This information was published in 1966 in An Encyclopaedia of New Zealand, edited by A. H. McLintock. It has not been corrected and will not be updated.

Up-to-date information can be found elsewhere in Te Ara.



Symbolic and Abstract Forms

Notwithstanding the varied character of memorial design, there are certain forms which have been used consistently throughout the history of our people. Many of these, such as arches, obelisks, pedestals, and statuary, had their origin in ancient times; yet, when used in later periods, they are unmistakably characterised by the prevailing outlook on design. Though dated by their treatment, they retain the common principles which by traditional usage have become associated with, or symbolic of, their objective. The arch, for example, has been synonymous with a “march of victory” since the time of ancient Rome; yet the lovely Arch of Remembrance at Christchurch, designed by Gummer and Ford, is a significant design of our age. It captures the principle but retains its individuality; it was a happy thought because many New Zealand soldiers of two world wars had marched that way.

The popularity of the obelisk, of which there are many New Zealand examples, is due in part to its traditional associations but mainly because the tall shaft has vitality expressive of “deeds” or “endeavour”, a quality appropriate to many types of memorial. The Logan Campbell Memorial to the Maori people on One Tree Hill, Auckland, designed by R. A. Abbott, is a true obelisk, but its clean shaft and lava base give it individuality. Another true obelisk in shape, but sheathed in stainless steel, was used by R. B. Finch for the Whangarei War Memorial erected on Parahaki Hill; the vitality of the tapering shaft is fully appreciated when seen, on approach, against the arching sky.

Two good examples of the modelled shaft or pylon, both by Gummer and Ford, are the Dunedin City and the Auckland Grammar School War Memorials. Their success is due to the finely proportioned and detailed shafts, as well as to the symbolic sculpture by R. O. Gross. The Grammar School pylon is surmounted by a symbolic figure standing with one arm outstretched to the sky above. Its vitality is unmistakable when seen in silhouette against a setting sun. Another obelisk of very different treatment was used by Cecil Wood for his design of the Dobson Memorial in Arthur's Pass Park. It is a simple rustic stone shaft built on the crest of a rocky outcrop; the spirit of “endeavour” is expressed by its verticality, and the rough-hewn stonework fits it perfectly to its environment. The memorial and tomb of M. J. Savage on Bastion Point, Auckland, has a modelled shaft as the climax of an elaborate plan. The design was won in competition by T. K. Donner: it embraces a park with a formal garden and reflecting pool. The shaft is used as the climax of the main axis of approach; it also gives contrast to the surrounding horizontal features.

Another monument which happily harmonises with its surroundings may be seen in the Mount Cook district.
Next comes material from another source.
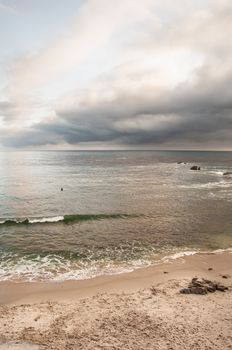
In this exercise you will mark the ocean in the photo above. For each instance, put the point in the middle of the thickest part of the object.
(118, 210)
It is a memorial to Sydney King and his two guides, Darby Thompson and J. Richmond, who were swept away by an avalanche in 1914 when they were returning from a successful ascent of the famous mountain. It is really a cairn, perhaps the oldest form of memorial used by man, which in this case takes the form of a roughly dressed stone obelisk mounted on a rustic stone base. Finally, there is the Cargill Monument at Dunedin which follows the Gothic tradition.

The pedestal traditionally supported columns or statuary. Nowadays it is frequently used to support and frame descriptive tablets; but in some cases it is developed to become the major part of the memorial. An example in its simplest form may be seen in the French cemetery at Akaroa where a rectangular block encloses a memorial tablet to the pioneers of the district. Another simple pedestal, a little more elaborate, is at Totara Point on the northern side of Hokianga Harbour which commemorates the first mass conducted by Bishop Pompallier in New Zealand; it is an important historic memorial but rather difficult of access. At Gisborne there is a monument to mark a landing place of Captain Cook; it consists of a pedestal supporting a short obelisk. It is not very effective because the obelisk is too short to express its character properly, but is large enough to conflict with the pedestal. The Cook Memorial at Ship Cove, Queen Charlotte Sound, has a sloping pedestal which is almost a truncated pyramid. It is a dominant element of the design given interest by the anchor which surmounts it.

Wellington's lovely War Memorial at the corner of Lambton Quay and Bowen Street, designed by Grierson, Aimer, and Draffin, is an outstanding example of a monumental pedestal supporting as its climax a beautiful bronze equestrian figure. This has been so skilfully designed that it captures the vitality of a vertical shaft yet it is happily coordinated with the other elements of the memorial.